During Groven's lecture the auditorium gradually begins to fill up, because no one wants to miss out on what's next on the program: a Masterclass with the Italian cinematographer Luca Bigazzi, AIC. With Rolv Håan, FNF, handling the interview the situation is in safe hands, and the conversation tends understandably to emphasize ’La Grande Belleza’ and the long collaboration with Paolo Sorrentino. We learn that Luca Bigazzi prefers a stressful situation rather than a relaxed set, he enjoys being forced by circumstances to adapt quickly. He doesn't like photochemical film, handheld cameras, large depth of field in close-ups of actors faces, and he is appalled that people today watch movies on their cell phones and laptops -film should be seen in a cinema! He loves digital cameras -especially the Red Weapon- and enjoys using cranes, steadicams and multi-camera setups. Luca Bigazzi is also very pleased that Italian cinema is in good shape right now, every year there are at least 5 - 10 new movies that's he really enjoys, and this has not always been the case.

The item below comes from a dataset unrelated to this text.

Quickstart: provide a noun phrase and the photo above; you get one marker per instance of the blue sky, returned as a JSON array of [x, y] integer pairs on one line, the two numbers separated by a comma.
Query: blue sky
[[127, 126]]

After a lunch break once again featuring the ODCC trademark delicious sandwiches, only two presentations remain. Bendik Bryde from the company PIQL introduces their ingenious long-term archiving concept: they photograph onto a 35 mm filmstrip everything needed for optimum long-term archiving. If we're dealing with a still image, one frame is dedicated to this image so that anyone could identify it with the naked eye, the next
frame is loaded with digital code to enable reproduction of this image at maximum qualtity. But they go even further than this. Not only do they archive images, sounds and videos in this way, they also provide -on this very same filmstrip- everything that future generations will need to re-create the machines on which to play this media. No longer do we need to preserve a physical specimen of, say a particular computer -future generations can simply build one of these computers by following the instructions on the film strip!
And the advantages of the PIQL solution go on: migration of digital media from one carrier to the next is a huge problem, and this can be side-stepped entirely(!) with this method: the strip of film will safely preserve its contents by simply remaining on its shelf for 500 years. And as if this wasn't enough, PIQL stores the material on the island of Svalbard near the North Pole, protected by permafrost and dangerous polar bears. If you have your material here you should be able to sleep well at night.
The conference was rounded off with a plea from the technical committee of IMAGO -represented by ROLF COULANGE, BVK, JOHN CHRISTIAN ROSENLUND FNF, PHILIPPE ROS, AFC AND MICK VAN ROSSUM, NSC- to manufacturers of cameras and display hardware. We need a standardisation of concepts and expressions in the field of digital video, much in the same way that already exists, for instance, in the field of it aviation. 'Take off' and 'landing' mean the same thing across the globe, but when it comes to concepts like 'sharpness' or 'debayering' in digital video there exists no such standardisation. The committee listed a number of such areas and situations where much work remains to be done, before it was time for Paul René Roestad, FNF, to receive well-deserved applause for a well-executed and memorable conference.